İkinci yarı başlarken Rizespor, oyunundaki sertlik derecesini iyice arttırdı. 45 ila 60. dakikalar arasında, topun oyunda olduğu zaman sağlık ekibinin sahada olduğu zamanın çok altında kaldı. Bu dakikadan sonra Galatasaray oyunda ağırlığını arttırmaya başladı. 62 ve 64. Dakikalarda iki net pozisyonumuz kaçtıktan sonra Rizespor 65’te ikinci kez direğe takıldı. 62. Dakikada Emre Akbaba oyuna girerken, o an sosyal medyada yazdığım gibi, “Emre, bu maçta değilse ne zaman?” diye düşündüm. O talihsiz anda ise, yukarıda başlangıçta zikrettiğim gibi kahroldum, içim cız etti. Keşke hiç girmeseydi oyuna, keşke onu kaybedeceğimize puan kaybetseydik.

Bizim Galatasaray olarak, diğer ekiplerden farkımız budur. Bizim için futbolcu sağlığı şampiyonluklardan çok daha değerlidir. Başarılar bizim için sıradan, üzerinde Sarı-kırmızı kutsal formamızın bulunduğu futbolcularsa asil değerlerimizdir. Ama hafta boyunca alacaklarını umdukları paradan gözü dönen rakip oyunculardan biri, gaddarca sertlikle girdiği bir pozisyonda belki de futbol hayatını bitirdi Emre’nin. Bu rakip futbolcunun daha bu sabah, kartal pozu verdiği bir fotoğrafın medyada paylaşıldığını hatırlayınca inanın dehşete kapılıyorum.

Bu andan sonra futbol sadece futbol değildir argümanı, kendini sahada hissettirdi.
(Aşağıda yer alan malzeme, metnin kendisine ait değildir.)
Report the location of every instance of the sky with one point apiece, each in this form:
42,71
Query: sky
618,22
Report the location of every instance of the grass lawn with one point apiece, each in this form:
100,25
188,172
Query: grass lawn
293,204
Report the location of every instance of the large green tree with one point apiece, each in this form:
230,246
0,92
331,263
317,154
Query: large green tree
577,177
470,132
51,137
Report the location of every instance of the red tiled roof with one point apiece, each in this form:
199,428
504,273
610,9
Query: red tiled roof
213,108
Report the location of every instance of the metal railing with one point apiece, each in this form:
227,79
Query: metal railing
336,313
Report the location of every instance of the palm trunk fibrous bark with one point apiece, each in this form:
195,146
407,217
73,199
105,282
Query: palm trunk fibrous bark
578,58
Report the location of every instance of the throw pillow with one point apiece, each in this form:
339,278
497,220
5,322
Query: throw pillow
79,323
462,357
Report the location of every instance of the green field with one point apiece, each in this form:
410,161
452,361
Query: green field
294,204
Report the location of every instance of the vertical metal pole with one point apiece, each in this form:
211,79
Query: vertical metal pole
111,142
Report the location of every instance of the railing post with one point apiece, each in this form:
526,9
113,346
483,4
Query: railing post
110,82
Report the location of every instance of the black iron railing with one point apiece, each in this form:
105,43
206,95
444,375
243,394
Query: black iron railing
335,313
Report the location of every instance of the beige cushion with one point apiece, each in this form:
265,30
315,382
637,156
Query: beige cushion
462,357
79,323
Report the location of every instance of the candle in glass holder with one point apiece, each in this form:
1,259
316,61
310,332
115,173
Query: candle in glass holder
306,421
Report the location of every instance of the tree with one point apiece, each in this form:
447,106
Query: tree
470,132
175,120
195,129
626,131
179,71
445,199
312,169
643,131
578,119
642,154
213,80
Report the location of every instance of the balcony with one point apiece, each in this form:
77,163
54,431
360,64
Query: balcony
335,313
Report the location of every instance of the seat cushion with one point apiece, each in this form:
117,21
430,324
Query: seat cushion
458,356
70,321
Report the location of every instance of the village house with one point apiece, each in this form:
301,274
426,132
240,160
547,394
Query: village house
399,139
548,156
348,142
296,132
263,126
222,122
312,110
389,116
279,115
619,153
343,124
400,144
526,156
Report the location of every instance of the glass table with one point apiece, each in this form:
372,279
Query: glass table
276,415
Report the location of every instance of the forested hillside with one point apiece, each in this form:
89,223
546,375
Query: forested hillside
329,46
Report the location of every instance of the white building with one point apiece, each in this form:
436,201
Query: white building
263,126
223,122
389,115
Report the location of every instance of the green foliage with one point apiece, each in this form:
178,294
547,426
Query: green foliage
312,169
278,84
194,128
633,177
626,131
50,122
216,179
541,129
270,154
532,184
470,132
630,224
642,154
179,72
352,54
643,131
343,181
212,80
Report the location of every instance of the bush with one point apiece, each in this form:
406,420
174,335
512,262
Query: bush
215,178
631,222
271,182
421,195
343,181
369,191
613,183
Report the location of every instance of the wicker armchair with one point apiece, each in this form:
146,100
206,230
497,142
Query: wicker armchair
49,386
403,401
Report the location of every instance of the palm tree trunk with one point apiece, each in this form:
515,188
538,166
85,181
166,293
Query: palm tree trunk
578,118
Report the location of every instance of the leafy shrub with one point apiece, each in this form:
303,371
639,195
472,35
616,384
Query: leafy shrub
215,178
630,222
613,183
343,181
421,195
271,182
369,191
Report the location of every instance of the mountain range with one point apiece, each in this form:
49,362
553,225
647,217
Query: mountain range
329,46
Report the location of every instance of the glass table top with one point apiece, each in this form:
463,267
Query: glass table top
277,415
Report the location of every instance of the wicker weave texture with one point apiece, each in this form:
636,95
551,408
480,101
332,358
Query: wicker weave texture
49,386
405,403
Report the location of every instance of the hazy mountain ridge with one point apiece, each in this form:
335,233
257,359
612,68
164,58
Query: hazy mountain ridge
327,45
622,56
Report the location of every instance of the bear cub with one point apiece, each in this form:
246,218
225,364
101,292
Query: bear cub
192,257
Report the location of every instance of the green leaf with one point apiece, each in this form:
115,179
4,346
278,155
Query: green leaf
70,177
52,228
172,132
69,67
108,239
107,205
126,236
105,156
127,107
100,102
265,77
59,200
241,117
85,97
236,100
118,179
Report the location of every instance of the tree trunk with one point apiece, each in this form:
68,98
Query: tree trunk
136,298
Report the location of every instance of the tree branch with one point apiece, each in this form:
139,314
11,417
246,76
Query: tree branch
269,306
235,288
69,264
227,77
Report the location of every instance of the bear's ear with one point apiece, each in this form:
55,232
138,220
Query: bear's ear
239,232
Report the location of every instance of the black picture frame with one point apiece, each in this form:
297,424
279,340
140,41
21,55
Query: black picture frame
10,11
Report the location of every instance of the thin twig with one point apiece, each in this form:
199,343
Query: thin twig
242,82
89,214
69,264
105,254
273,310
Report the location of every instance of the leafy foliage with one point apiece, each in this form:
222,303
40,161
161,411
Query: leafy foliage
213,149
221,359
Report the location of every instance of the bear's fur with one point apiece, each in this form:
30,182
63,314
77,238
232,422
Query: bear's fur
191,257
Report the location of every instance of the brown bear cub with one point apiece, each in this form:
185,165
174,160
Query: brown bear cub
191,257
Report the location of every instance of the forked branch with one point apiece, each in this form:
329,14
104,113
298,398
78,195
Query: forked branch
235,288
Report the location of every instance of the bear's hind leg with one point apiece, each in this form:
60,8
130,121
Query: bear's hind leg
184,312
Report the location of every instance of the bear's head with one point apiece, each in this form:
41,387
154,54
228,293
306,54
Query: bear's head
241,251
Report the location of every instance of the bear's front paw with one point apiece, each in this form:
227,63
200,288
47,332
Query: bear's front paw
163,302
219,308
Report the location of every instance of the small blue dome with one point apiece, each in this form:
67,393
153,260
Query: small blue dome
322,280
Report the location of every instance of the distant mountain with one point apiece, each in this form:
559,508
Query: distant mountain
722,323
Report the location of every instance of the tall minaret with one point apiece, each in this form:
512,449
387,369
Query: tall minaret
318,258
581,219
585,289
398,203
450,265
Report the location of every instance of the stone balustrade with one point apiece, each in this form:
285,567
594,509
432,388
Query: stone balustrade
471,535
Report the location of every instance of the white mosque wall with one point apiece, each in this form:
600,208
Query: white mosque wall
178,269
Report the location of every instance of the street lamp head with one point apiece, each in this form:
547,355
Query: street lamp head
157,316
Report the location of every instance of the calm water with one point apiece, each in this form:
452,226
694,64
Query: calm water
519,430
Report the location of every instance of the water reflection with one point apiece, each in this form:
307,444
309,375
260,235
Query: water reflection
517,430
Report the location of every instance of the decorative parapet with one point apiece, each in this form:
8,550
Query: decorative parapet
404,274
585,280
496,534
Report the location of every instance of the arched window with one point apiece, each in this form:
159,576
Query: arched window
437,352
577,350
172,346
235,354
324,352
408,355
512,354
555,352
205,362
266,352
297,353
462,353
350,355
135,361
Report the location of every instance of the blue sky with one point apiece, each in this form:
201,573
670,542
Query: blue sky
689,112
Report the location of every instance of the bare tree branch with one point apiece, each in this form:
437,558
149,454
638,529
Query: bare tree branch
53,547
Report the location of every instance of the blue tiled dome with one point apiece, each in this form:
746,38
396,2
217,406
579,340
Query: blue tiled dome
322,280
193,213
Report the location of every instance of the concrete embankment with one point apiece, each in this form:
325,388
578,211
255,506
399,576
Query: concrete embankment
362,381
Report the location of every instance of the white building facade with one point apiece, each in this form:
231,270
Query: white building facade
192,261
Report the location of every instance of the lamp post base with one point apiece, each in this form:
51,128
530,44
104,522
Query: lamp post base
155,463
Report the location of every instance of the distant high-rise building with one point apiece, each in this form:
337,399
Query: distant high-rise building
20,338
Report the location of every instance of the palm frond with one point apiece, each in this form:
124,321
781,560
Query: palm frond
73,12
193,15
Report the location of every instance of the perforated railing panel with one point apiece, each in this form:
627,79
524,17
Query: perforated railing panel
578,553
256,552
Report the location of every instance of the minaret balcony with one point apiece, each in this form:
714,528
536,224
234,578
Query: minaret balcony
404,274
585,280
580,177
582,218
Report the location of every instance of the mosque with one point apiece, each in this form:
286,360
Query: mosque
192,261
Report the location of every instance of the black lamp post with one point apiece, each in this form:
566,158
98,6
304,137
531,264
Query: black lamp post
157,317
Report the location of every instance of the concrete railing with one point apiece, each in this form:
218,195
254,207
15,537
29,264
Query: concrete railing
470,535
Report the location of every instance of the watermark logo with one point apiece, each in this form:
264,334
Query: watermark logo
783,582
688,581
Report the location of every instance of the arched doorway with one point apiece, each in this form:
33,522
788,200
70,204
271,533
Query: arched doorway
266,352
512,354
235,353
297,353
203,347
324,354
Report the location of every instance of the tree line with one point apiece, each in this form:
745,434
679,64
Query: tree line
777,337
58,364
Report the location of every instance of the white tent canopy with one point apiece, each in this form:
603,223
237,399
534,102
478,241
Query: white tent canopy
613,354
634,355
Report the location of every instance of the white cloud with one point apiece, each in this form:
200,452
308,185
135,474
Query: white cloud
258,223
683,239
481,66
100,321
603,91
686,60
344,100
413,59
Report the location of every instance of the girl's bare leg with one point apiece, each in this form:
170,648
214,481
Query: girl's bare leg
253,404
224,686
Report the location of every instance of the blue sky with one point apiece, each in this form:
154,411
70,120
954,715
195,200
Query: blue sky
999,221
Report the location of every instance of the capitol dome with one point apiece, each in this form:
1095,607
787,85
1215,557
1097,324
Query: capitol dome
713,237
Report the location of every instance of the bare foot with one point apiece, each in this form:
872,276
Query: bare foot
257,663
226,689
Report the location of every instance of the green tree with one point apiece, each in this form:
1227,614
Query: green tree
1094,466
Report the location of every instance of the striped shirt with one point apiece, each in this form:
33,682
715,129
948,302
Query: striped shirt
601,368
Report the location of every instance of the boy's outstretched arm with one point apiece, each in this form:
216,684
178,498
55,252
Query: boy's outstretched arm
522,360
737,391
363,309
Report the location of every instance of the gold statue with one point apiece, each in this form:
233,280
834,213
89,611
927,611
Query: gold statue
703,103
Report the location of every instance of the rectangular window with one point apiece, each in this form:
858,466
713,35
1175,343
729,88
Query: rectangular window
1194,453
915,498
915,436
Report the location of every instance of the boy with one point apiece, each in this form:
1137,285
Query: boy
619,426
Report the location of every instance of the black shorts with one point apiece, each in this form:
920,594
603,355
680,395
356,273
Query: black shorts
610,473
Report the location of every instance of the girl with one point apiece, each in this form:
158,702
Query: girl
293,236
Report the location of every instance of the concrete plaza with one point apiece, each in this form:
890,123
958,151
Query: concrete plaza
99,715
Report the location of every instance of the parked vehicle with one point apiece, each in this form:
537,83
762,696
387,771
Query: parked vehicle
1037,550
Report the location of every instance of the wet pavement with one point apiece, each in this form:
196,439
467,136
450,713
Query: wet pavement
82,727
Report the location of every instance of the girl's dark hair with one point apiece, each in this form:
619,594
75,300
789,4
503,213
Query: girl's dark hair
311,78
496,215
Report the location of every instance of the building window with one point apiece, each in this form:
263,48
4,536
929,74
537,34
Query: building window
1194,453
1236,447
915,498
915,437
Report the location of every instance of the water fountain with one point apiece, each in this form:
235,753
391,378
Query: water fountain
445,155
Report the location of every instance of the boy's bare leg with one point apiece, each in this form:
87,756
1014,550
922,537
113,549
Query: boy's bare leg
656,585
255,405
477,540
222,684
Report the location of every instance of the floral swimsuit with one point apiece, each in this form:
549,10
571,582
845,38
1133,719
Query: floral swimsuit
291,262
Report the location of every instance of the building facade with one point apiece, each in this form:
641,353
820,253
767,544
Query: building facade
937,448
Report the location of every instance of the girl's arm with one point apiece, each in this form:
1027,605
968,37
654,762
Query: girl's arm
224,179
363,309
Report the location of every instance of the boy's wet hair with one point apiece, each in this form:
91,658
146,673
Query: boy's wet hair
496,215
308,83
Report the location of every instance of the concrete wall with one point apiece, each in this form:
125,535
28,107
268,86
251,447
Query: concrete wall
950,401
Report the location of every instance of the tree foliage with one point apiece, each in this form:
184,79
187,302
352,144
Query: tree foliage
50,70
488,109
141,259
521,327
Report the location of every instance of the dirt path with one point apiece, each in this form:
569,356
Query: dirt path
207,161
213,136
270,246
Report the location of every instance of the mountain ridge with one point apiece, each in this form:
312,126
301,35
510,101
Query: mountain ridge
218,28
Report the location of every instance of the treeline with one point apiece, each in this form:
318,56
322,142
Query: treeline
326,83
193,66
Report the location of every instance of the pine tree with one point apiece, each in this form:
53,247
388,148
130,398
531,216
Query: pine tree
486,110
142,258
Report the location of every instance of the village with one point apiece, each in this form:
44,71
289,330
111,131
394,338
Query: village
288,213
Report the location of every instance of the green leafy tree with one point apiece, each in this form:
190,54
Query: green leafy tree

Özellikle Onyekuru sakatlık anından sonra 10 dakika kendine gelemedi. Rakibin 10 kişi kalmasını avantaj olarak görürken, bugünün en kötü oyuncularından biri olan Mariano’nun müdahalesi gecikince mağlup duruma düştük.

Maçın 12 dakika uzaması maçın hikâyesine son derece uygundu. Tartışılması gereksiz ikinci penaltıyla ve uzatma dakikalarında gelen iki Diagne golü. Bu adamı eleştirmeyi anlayabiliyorum ama bu kadar zalimce yerden yere vurmak çok ama çok ayıp. Şimdi diyelim ki ilk penaltıyı kaçırmamalıydı. Peki, maçın 90 artı dakikasında takım arkadaşları ile kavga etmek pahasına topu alıp, ağlara göndermek ve sonrasında maç boyunca isabetli yapılan ilk ortada golü bulmak tek kelime ile öz güvenin zirvesi değil midir? Penaltı atışını onun atmasını ben de istiyordum. Neden, biliyor musunuz? Çünkü sahada o dakika içerisinde, onun dışında, penaltıyı kim atarsa atsın kaçıracağına inanıyordum. Artık futbolcularımızı eleştirirken çizgiyi korumalıyız. Ben de zaman zaman futbolcularımızı eleştiriyorum. Ama o formayı giydiği müddetçe hakaret etmem, etmeye hakkım yok. Tabi hiç kimsenin de yok.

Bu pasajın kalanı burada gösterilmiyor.